Any quartet containing Colin Steele and Brian Kellock is going to give you some great jazz but I was curious as to how they would create the feel of the big band sound that made so many of Glenn Miller’s compositions the great hits that they were. But sometimes hearing music, especially that which you grew up humming along to, played in a completely different way by a completely different set-up can result in something quite refreshing.
And so it did here. With the Jazz Bar at capacity on a sunny Thursday evening (someone needs to fit some elastic walls before next year’s Fringe – every time I cover a gig here I never get close to getting a seat), we had a set that included all the old favourites, including Little Brown Jug, Tuxedo Junction, Don’t Sit Under the Apple Tree (for Anyone Else But Me), American Patrol, Chattanooga Choo Choo, Pennsylvania 65-0-0-0, Stardust, String of Pearls, Miller’s signature tune Moonlight Serenade and, to conclude, In the Mood.

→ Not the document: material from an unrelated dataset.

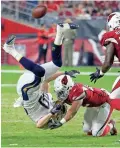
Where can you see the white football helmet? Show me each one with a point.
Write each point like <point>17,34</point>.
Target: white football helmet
<point>113,21</point>
<point>62,86</point>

Many of these pieces allowed Steele to showcase his excellent and very versatile trumpet repertoire and there was always a slot for the incomparable Kellock to improvise around the main melody. Many of Miller’s hits featured vocals, often including those stable-mates of his, Tex Avery and Marion Hutton but the quartet got around that for the most part by replacing vocals with jamming, which worked nicely. They also got the audience to sing along to a couple of numbers. And it was nice to see so many young folk tapping their feet in time to the music, as well as an eclectic gathering of tourists just interested in the sound this quartet can produce.
This was a great hour of jazz from quartet that clearly punches above its weight creating as it does a big band sound with just four instruments. Well worth listening to.